Le problème est qu’il n’existe pas de dispositions législative ou réglementaire définissant la période de report. La réglementation relative aux congés annuels n’a pas encore été mise en conformité avec le droit européen sur ce point, notamment avec la Directive européenne du 4 novembre 2003 relative à l’aménagement du temps de travail.

De ce fait, la Cour administrative d’appel de Bordeaux a interrogé la Haute juridiction sur la durée du report : est-ce un droit illimité ? s’il existe une limite, est-ce au juge de la fixer ?
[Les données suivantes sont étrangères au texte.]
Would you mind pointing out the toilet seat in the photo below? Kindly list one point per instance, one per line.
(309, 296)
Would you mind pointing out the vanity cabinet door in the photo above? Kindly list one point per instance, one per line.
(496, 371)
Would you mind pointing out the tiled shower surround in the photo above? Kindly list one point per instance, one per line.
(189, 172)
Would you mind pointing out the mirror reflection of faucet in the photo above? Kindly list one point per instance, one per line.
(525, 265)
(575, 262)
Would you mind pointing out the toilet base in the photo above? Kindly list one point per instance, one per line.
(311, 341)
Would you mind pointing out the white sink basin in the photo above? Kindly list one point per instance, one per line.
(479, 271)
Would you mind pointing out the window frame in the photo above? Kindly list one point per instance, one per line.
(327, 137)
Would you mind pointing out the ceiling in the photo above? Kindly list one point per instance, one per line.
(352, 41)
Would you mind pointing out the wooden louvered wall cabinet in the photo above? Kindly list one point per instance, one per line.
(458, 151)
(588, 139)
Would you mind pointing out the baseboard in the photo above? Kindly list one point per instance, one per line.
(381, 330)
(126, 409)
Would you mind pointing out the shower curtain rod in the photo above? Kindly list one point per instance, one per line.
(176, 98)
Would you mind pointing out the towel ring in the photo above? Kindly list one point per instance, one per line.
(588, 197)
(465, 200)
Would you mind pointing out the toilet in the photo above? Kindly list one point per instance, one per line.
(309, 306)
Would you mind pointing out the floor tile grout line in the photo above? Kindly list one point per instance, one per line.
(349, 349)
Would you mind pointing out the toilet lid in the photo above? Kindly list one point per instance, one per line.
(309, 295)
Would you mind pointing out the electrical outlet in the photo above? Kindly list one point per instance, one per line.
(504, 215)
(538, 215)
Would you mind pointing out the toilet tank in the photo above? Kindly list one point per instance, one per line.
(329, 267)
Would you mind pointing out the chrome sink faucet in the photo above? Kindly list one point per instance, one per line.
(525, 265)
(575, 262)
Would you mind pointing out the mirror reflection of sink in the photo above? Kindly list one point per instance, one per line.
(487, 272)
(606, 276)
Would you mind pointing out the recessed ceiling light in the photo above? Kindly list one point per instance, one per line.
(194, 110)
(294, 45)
Le Conseil d’Etat répond que le juge peut considérer que les congés peuvent être pris dans une période maximale de 15 mois après le terme de l’année.

Il rappelle que la Cour de justice de l’Union européenne a jugé en 2011 qu’une telle durée, même substantiellement supérieure à la période annuelle, est compatible avec la Directive du 4 novembre 2003.

Il précise que le droit au report s’exerce dans le droit national, dans la limite de quatre semaines, conformément à cette même Directive.